Let us take a closer look at the visions of Hamilton and Jefferson and their consequences in economic transition. Hamilton supported a strong national government. Along with this, there appear new forms of employment arrangements such as paternalistic employment including apprenticeship and indenturing (Oakes et al. 264). It ensured the establishment of wage labors as well as labor contracts. In turn, Jefferson proposed commercial laws to encourage international market trade. Taking into account that Napoleon strived to spread the French Revolution through Europe, the latter was in was experiencing a decrease in trade. As a result of this situation, “American shipping tonnage tripled between 1780 and 1810, reaching almost 11 million tons annually” (Oakes et al. 264). A huge increase in overseas shipping was also induced by the strong support of business services in harbor cities. Also, Jefferson sponsored the U.S. Embargo Act of 1807 aimed to encourage England and France to respect American rights. This initiative led to the decline in international trade as American trade representatives were unable to sell their products overseas while other countries still could export their goods to the US market.
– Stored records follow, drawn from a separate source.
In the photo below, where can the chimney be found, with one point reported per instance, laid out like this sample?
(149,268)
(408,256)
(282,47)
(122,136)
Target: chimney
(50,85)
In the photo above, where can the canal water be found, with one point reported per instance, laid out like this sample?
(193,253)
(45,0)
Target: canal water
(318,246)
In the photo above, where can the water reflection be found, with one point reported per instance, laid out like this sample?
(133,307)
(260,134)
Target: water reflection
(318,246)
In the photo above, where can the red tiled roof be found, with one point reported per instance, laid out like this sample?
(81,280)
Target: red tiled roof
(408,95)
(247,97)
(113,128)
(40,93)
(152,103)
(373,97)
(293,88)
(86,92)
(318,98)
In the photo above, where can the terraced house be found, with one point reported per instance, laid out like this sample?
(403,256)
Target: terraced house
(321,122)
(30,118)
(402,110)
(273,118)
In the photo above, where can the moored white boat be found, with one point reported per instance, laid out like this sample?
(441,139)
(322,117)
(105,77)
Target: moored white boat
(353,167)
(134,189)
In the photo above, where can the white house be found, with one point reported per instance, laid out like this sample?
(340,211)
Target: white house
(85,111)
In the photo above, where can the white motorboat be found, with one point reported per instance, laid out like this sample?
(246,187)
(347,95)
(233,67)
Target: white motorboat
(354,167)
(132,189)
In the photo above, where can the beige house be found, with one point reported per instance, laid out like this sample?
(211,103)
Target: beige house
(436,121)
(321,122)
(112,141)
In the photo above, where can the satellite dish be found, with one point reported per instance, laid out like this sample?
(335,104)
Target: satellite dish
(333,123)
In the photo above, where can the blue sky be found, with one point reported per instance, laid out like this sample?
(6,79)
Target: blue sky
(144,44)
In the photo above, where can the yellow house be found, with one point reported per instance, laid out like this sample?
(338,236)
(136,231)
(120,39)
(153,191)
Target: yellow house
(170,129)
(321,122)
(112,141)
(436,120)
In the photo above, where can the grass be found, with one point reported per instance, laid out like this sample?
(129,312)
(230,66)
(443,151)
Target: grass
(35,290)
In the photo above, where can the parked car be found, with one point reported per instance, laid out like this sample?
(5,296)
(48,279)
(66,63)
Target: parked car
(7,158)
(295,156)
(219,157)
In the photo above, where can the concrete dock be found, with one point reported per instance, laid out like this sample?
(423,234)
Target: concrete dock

With the implementation of the Land Act of 1800 suggested by Harrison and supported by Hamilton, the size of the minimum parcel was reduced by half. Furthermore, “in 1804, the minimum size was decreased to 160 acres and the price reduced from $ 2.00 to $ 1.64 an acre” (Oakes et al. 266). Although prices were still high, the mentioned reductions allowed plenty of settlers and newcomers to improve their financial conditions. At the same time, the Treaty of Greenville opened the route through the Appalachian Mountains to Kentucky, Tennessee, and Ohio (Oakes et al. 266). The two identified measures caused a wave of migration to the trans-Appalachian region. Oakes et al. state that the population of this region grew significantly, for example, “Ohio grew from 42,159 to 581,434 in 1820” (266). The migration embraced various people beginning from sons of poor farmers and hunters to the whole families moving to seek a better life.
Speaking of banks, it is essential to point out that Hamilton implemented loans to both farmers and businessmen that, in turn, lead to the revival of agriculture and industry. As for agriculture, farmers get the opportunity to move to commercially-oriented production. They were interested in traveling to sell their products. There was a prominent steamboat of Fulton and Livingston that was especially important for western rivers transporting people and goods (Oakes et al. 267). The practical value of steamboat was evident due to its speed and convenience and, hence, it became a common transportation means soon.
In conclusion, it should be emphasized that the visions of Hamilton and Jefferson differed in many aspects leading to both positive and negative outcomes. In turn, this clash of opinions resulted in the society split on Federalists supporting Hamilton and Democratic-Republicans encouraging Jefferson that we can observe nowadays as well. This factionalism was considered quite alarming to the Constitution.
Oakes, James, Jeanne Boydston, Jan Ellen Lewis, Karen Dunak, Mark Summers, and Camilla Townsend. “Of the People” History of the United States To 1877. 3rd ed. Vol. 1. Oxford: Oxford UP, 2015. Print.